The question left unanswered is how a left-libertarian should approach this quotation, because we left-libertarians do strive to improve the living standards of the vast majority of people. A left-libertarian could approach it by embracing the message of individual freedom contained therein while still engaging in militant action against elite power structures. The goal is to transcend the collectivism of both elitism and majoritarian estatism.
The above is best accomplished by making sure that revolutionary organization is structured in a way that discourages intrusions upon individual freedom. Left-libertarians are uniquely placed to fight a revolution without sacrificing individual rights in the process. The Marxist states of the 20th century showed what happens when you abandon respect for the individual. Left-libertarians seek to become the left and avoid the mistakes of the past. They can learn from the failed Marxist experience.
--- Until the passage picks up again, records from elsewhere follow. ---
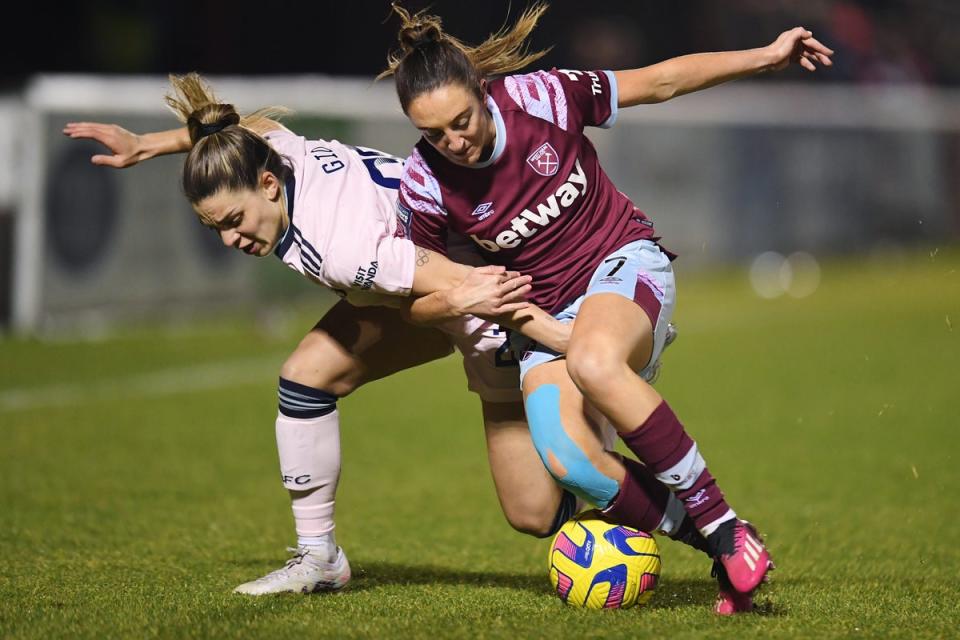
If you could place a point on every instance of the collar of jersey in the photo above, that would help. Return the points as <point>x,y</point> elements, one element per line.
<point>501,136</point>
<point>287,238</point>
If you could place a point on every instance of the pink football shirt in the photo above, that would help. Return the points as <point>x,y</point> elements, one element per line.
<point>342,231</point>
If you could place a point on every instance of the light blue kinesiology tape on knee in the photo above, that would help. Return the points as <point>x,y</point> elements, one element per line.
<point>546,429</point>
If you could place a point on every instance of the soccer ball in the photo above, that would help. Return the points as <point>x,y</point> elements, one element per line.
<point>601,565</point>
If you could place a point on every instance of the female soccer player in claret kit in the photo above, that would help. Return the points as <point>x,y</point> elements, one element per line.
<point>504,161</point>
<point>327,210</point>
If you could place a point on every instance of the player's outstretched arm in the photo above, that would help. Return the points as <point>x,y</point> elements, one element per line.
<point>686,74</point>
<point>489,292</point>
<point>128,148</point>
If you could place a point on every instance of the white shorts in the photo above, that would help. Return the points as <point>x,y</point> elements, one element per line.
<point>492,370</point>
<point>639,271</point>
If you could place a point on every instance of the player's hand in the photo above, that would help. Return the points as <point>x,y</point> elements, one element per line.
<point>800,47</point>
<point>124,145</point>
<point>491,291</point>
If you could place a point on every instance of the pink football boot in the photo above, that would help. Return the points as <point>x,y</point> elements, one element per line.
<point>741,552</point>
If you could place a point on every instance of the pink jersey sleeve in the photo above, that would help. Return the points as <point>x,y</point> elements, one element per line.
<point>569,99</point>
<point>421,216</point>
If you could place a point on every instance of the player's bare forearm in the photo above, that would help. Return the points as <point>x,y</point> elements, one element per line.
<point>537,324</point>
<point>435,272</point>
<point>160,143</point>
<point>686,74</point>
<point>429,310</point>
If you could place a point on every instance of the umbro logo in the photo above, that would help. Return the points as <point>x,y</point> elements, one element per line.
<point>483,211</point>
<point>544,160</point>
<point>697,499</point>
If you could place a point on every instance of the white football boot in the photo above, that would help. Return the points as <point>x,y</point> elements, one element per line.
<point>303,573</point>
<point>652,372</point>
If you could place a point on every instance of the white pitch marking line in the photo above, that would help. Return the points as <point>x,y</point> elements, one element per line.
<point>164,382</point>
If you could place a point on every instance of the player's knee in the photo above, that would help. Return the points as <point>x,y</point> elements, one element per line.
<point>536,521</point>
<point>570,466</point>
<point>591,366</point>
<point>304,366</point>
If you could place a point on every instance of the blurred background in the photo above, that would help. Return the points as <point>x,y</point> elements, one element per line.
<point>775,174</point>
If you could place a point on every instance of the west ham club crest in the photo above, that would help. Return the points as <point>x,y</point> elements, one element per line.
<point>544,160</point>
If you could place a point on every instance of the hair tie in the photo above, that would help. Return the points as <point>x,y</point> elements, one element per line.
<point>209,129</point>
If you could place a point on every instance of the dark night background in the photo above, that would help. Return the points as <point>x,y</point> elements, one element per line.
<point>885,41</point>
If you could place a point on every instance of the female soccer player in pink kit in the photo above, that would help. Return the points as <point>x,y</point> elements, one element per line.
<point>506,163</point>
<point>328,211</point>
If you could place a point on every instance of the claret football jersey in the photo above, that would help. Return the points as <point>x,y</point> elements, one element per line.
<point>541,204</point>
<point>342,231</point>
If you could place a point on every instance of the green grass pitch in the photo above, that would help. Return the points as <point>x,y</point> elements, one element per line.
<point>138,478</point>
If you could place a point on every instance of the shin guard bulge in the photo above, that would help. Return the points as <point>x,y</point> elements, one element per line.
<point>663,444</point>
<point>308,443</point>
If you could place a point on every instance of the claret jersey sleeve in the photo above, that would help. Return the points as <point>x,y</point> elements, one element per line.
<point>568,98</point>
<point>421,216</point>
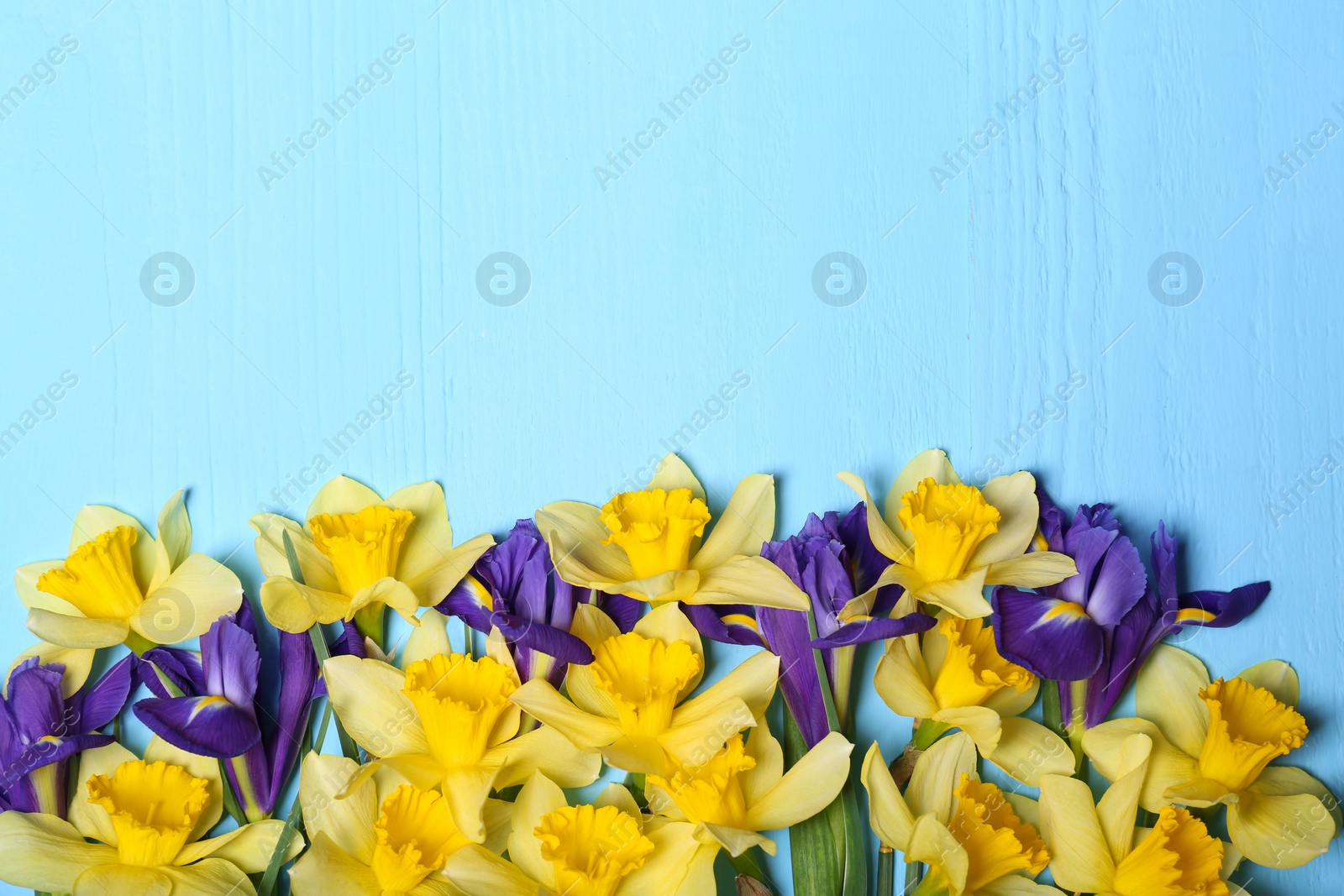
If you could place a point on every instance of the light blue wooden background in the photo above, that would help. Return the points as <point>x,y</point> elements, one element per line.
<point>987,285</point>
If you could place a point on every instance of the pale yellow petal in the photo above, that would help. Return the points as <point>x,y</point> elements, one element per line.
<point>1280,832</point>
<point>1079,857</point>
<point>370,703</point>
<point>1015,499</point>
<point>902,684</point>
<point>342,495</point>
<point>78,663</point>
<point>746,523</point>
<point>753,580</point>
<point>889,815</point>
<point>937,773</point>
<point>188,602</point>
<point>76,631</point>
<point>539,699</point>
<point>45,853</point>
<point>1167,694</point>
<point>1032,570</point>
<point>1028,750</point>
<point>1277,678</point>
<point>349,821</point>
<point>884,537</point>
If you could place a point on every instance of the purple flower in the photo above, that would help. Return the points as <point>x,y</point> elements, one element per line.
<point>833,560</point>
<point>208,705</point>
<point>40,731</point>
<point>514,589</point>
<point>1099,626</point>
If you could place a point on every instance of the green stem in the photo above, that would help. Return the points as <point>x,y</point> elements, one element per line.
<point>886,872</point>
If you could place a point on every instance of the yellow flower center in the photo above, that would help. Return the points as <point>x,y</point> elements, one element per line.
<point>460,703</point>
<point>655,528</point>
<point>591,848</point>
<point>1247,727</point>
<point>972,669</point>
<point>363,547</point>
<point>644,678</point>
<point>996,841</point>
<point>1176,859</point>
<point>154,808</point>
<point>416,836</point>
<point>712,792</point>
<point>98,578</point>
<point>948,523</point>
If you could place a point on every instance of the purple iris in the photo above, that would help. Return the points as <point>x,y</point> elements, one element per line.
<point>40,731</point>
<point>1100,626</point>
<point>833,560</point>
<point>514,589</point>
<point>208,705</point>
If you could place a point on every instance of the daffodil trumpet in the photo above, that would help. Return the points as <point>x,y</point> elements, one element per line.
<point>1095,848</point>
<point>632,701</point>
<point>360,553</point>
<point>954,678</point>
<point>1093,631</point>
<point>648,544</point>
<point>1213,743</point>
<point>947,540</point>
<point>974,839</point>
<point>447,721</point>
<point>118,584</point>
<point>138,826</point>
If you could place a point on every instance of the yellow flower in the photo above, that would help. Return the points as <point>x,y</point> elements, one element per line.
<point>382,837</point>
<point>1095,848</point>
<point>360,553</point>
<point>147,817</point>
<point>631,703</point>
<point>647,544</point>
<point>120,586</point>
<point>447,721</point>
<point>1213,743</point>
<point>743,790</point>
<point>602,849</point>
<point>949,540</point>
<point>974,837</point>
<point>954,678</point>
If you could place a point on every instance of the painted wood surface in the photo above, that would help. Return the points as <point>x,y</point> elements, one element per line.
<point>1005,177</point>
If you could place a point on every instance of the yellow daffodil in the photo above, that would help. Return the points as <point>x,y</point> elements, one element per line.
<point>602,849</point>
<point>954,678</point>
<point>447,721</point>
<point>1097,849</point>
<point>631,703</point>
<point>647,544</point>
<point>1213,743</point>
<point>360,553</point>
<point>381,837</point>
<point>147,817</point>
<point>743,790</point>
<point>949,540</point>
<point>121,586</point>
<point>974,839</point>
Does this mean abandoning all collective action? Not at all. Collective action carried out by autonomous individuals coming together with a shared purpose is eminently libertarian. Collective action is not the same thing as collectivism. The latter is an organcist doctrine that holds that the individual is a mere cell of a social super organism that is an entity unto itself. This is obvious mysticism and not supported by the evidence of the senses. This doesn’t mean that society doesn’t exist. It exists through the individuals that compose it. Kira’s statement is a cry for privacy and individuality within a social context. Let us help to realize her dream and push towards more freedom.